Simulated annealing LeetCode 1515. Best Position for a Service Centre
1515. Best Position for a Service Centre
1 min readJul 15, 2020
From the mathematic’s point of view, this problem is related to the Fermat point. We have a similar problem to this leetcode problem as shown in [2]. The solution of the problem shown in [2] can be found in [1].

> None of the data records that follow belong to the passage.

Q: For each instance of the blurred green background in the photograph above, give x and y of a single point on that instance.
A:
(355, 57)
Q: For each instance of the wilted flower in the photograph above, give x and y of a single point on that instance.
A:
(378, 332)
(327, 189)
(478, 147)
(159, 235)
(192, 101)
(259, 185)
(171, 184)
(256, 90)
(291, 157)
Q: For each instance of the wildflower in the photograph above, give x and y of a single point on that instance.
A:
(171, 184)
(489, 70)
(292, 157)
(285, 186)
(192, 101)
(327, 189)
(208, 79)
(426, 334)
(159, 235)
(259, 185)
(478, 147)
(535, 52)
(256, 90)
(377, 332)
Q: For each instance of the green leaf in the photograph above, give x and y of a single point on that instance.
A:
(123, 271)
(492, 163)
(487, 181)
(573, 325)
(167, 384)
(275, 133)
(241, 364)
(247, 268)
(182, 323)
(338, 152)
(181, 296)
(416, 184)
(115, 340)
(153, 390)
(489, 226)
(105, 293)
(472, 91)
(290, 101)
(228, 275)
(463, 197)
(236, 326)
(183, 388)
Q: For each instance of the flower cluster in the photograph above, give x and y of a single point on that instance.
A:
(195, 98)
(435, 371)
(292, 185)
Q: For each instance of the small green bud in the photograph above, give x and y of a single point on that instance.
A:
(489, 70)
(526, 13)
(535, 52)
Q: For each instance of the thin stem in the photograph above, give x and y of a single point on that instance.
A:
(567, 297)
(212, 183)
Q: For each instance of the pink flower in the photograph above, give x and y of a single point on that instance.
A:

We can use the simulated annealing algorithm to solve this problem. The code from Aoxiang Cui can be found HERE:
struct Point{double x, y;};class Solution {
public:
double sqr(double x)
{
return x*x;
}
double get_dis(vector<Point> & points, Point c)
{
auto x= c.x, y = c.y;
double ret = 0.0;
for (auto p :points)
{
auto px=p.x, py = p.y;
ret += sqrt(sqr(px-x)+sqr(py-y));
}
return ret;
}
double getMinDistSum(vector<vector<int>>&p)
{
const int n = p.size();
vector<Point> points(n);
for (int i=0;i<n;++i)
{
points[i] = {(double)p[i][0], (double)p[i][1]};
}
Point c = {0, 0};
for (auto point:points)
{
c.x += point.x;
c.y += point.y;
}
c.x /= n;
c.y /= n;
for(double step = 50.0; step>1e-7;)
{
bool found = false;
Point u = {c.x+step, c.y};
if (get_dis(points, u) < get_dis(points, c)) c = u, found=true;
u = {c.x-step, c.y};
if (get_dis(points, u) < get_dis(points, c)) c = u, found=true;
u = {c.x, c.y+step};
if (get_dis(points, u) < get_dis(points, c)) c = u, found=true;
u = {c.x, c.y-step};
if (get_dis(points, u) < get_dis(points, c)) c = u, found=true;
if (!found) step /= 2.;
}
return get_dis(points, c);
}
};